Henry de Beaumont - Edward de Balliol

Edward De Balliol

The peace of Northampton seemed to end forever the hopes of the disinherited. Two things changed this: the death of King Robert Bruce in 1329, followed in 1330 by a palace coup in England, which saw the overthrow of Roger Mortimer and the assumption of full powers by King Edward III. In Scotland, Robert's infant son, David II was king, bringing the inevitable tensions that follow from a royal minority. Edward, for the time being at least, maintained the peace with Scotland, but he was known to share the views of many of his countrymen that Northamption was a turpis pax-a shameful peace. In 1330 Edward III would make a formal request to the Scottish Crown to restore the lands of Beaumont's earldom to him, which was refused.

From near extinction, the cause of the disinherited was now revived; but it needed direction and focus. Above all, it needed a cause, something greater than frustrated ambition. By the early 1330s the cause had become Edward Balliol, in the judgement of some the rightful King of Scotland.
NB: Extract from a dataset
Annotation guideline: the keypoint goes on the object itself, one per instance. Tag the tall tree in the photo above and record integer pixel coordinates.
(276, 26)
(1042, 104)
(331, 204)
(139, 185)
Edward Balliol is clearly an important figure; but it is difficult to decide if he was the author of his own ambitions or a lever for the designs of others. He took no part in the first war, and it is doubtful if he had any military experience before he came to Scotland in 1332. The driving force, as always, was Henry Beaumont, the lead conspirator of the disinherited. It was he who formed the 'party' of the disinherited in the period after the peace of Northampton: he who encouraged Balliol, with Edward III's approval, to leave his French estates and come to England. He was a seasoned campaigner, who had been present both at Bannockburn and the Battle of Boroughbridge, and learned much from both encounters. It is almost certain that he was the architect of Balliol's victory at the Battle of Dupplin Moor where he fought; and he is likely to have advised Edward on the tactics that brought him the first great military success of his career at the Battle of Halidon Hill, the exact foretaste of the later triumph at Crécy. Beaumont, moreover, provided much of the financial support that allowed the impecunious Balliol to descend on Scotland at the head of an army of freebooters. But his principal loyalty was to himself and then to Edward III; for, as time would show, Edward Balliol was a hook on which he hung the cloak of his ambitions.